If you’ve followed international housing surveys such as Demographia’s — which reckons four of the world’s 10 least-affordable markets are in Australia and New Zealand — you won’t be surprised by the answer.
The Commonwealth Bank’s calculator promises to lend borrowers up to 5.5 times their income, compared with 4.75 from Halifax and a “conservative” estimate as low as 3.5 from Wells Fargo.
That’s a remarkable difference. It’s possible that it’s down to Australian banks’ superior underwriting skills, or the effects of over-regulation in the U.S. and U.K. in the wake of the 2008 financial crisis. But it’s worth at least entertaining the possibility that banks prepared to lend borrowers more than half their post-tax income may be storing up trouble for a future when interest rates aren’t at record lows .
Even putting that to one side, Australia’s housing market is looking more shaky than it has in a while. Median house prices have fallen 6 percent from a year earlier in state capital cities and new home sales dropped 5.3 percent in February from a year earlier, the sharpest decline since July 2014.

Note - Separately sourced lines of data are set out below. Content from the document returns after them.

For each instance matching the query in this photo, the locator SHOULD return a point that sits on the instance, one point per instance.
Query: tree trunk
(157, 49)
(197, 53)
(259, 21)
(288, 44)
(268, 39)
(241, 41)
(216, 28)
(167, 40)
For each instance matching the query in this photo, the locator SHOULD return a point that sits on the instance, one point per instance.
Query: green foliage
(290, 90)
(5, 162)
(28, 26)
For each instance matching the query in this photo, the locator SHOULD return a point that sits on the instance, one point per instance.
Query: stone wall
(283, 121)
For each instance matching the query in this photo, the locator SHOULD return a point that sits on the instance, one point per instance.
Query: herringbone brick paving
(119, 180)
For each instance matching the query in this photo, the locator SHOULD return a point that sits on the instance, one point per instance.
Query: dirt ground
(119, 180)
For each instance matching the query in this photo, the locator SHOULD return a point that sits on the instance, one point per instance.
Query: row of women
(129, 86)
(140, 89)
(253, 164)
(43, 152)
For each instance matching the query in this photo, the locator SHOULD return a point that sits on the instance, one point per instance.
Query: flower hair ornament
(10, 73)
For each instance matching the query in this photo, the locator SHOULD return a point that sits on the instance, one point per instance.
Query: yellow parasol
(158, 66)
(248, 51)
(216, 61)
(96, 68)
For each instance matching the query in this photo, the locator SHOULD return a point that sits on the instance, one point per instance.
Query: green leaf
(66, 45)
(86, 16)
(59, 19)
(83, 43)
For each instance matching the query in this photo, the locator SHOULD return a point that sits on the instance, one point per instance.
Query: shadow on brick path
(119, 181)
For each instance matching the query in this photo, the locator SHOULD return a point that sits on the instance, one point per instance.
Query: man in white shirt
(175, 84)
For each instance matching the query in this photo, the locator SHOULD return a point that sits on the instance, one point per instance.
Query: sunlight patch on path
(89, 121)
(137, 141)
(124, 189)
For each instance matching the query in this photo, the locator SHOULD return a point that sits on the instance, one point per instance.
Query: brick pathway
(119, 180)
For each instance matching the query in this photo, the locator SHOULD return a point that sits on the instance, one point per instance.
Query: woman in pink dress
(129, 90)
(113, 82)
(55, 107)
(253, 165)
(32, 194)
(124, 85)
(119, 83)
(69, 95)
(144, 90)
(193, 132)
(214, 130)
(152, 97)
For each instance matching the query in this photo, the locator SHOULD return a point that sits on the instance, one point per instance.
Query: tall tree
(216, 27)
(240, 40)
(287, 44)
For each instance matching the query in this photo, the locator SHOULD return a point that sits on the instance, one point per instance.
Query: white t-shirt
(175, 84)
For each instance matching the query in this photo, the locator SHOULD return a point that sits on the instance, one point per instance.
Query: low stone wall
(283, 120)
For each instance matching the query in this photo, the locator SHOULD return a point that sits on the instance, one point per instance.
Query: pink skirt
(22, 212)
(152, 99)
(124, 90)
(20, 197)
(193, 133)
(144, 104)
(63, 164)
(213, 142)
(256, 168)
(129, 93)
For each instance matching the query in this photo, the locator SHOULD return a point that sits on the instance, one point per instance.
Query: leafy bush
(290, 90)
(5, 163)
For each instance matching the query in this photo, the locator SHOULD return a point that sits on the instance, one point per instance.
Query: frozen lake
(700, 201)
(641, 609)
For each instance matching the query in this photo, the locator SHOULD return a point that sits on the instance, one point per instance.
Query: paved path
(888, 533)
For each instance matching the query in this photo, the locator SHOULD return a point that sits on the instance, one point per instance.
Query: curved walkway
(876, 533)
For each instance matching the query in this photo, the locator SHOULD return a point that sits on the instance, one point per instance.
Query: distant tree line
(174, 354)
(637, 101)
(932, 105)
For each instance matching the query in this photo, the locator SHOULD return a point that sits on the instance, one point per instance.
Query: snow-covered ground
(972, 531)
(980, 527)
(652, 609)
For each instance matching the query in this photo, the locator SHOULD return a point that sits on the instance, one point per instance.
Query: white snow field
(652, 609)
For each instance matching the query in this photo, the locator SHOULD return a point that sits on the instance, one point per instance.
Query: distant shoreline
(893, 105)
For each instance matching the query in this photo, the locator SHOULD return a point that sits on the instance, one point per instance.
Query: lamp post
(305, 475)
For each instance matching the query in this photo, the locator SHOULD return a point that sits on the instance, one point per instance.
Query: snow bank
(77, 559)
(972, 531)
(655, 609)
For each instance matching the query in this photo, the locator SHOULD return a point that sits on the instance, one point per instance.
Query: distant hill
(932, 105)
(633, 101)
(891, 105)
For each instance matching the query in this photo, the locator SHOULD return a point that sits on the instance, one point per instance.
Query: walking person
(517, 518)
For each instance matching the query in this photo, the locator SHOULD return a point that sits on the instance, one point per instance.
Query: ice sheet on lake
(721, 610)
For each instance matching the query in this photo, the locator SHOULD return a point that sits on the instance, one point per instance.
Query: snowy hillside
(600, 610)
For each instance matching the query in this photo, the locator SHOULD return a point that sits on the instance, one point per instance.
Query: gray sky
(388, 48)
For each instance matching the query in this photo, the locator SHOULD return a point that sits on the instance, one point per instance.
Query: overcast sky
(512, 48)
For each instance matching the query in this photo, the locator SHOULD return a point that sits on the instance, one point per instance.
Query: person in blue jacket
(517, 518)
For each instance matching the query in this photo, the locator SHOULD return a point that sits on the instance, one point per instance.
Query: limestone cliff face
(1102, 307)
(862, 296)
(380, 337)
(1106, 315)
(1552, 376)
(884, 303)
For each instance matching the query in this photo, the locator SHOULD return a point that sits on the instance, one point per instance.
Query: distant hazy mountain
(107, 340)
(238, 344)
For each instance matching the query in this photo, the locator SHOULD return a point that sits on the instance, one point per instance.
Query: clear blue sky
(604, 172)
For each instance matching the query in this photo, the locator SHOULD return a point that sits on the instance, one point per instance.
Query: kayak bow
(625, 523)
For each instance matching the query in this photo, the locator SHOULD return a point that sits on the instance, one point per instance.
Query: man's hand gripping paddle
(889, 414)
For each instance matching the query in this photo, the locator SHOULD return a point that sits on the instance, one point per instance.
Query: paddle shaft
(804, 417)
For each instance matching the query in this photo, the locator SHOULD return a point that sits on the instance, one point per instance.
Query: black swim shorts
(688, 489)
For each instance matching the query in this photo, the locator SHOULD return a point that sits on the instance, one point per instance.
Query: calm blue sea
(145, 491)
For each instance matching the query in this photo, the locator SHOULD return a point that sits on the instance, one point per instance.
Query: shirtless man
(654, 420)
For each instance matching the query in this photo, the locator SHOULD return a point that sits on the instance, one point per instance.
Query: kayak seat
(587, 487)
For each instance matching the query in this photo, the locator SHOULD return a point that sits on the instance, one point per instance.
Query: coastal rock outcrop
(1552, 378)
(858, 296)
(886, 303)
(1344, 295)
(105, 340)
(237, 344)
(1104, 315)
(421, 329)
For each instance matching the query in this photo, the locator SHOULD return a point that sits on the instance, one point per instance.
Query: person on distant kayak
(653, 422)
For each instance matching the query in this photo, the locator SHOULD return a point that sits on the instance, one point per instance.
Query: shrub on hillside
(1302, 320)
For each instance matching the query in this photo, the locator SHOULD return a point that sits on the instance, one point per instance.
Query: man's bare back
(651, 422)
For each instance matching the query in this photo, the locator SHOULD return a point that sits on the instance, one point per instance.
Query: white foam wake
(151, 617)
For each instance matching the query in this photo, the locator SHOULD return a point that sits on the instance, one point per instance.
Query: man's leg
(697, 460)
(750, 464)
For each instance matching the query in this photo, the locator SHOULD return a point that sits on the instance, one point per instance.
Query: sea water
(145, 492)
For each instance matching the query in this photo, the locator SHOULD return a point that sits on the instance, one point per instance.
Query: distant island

The value of Macquarie Group’s home loans that were more than 90 days overdue almost doubled in the December quarter to A$476 million — a still-modest 1.3 percent of its A$36.6 billion residential mortgage book, but a share that’s heading rapidly in the wrong direction. In the largest cities of Sydney and Melbourne, rental yields are at record lows, Moody’s wrote.
That will cause the performance of home loans to deteriorate throughout this year and next as both the income and capital gain from property investments gets squeezed, the analysts said.
Betting against Australia’s homes and the banks that lend to them has for a long time been a great way to lose money.
The property market is so embedded in the country’s, and region’s, political and economic life that something has almost always come along to save it —whether the A$4.6 billion the government spent on mortgage-backed securities after the 2008 financial crisis, the A$2 billion to A$5 billion a year it spends covering the losses of investors whose rental income falls.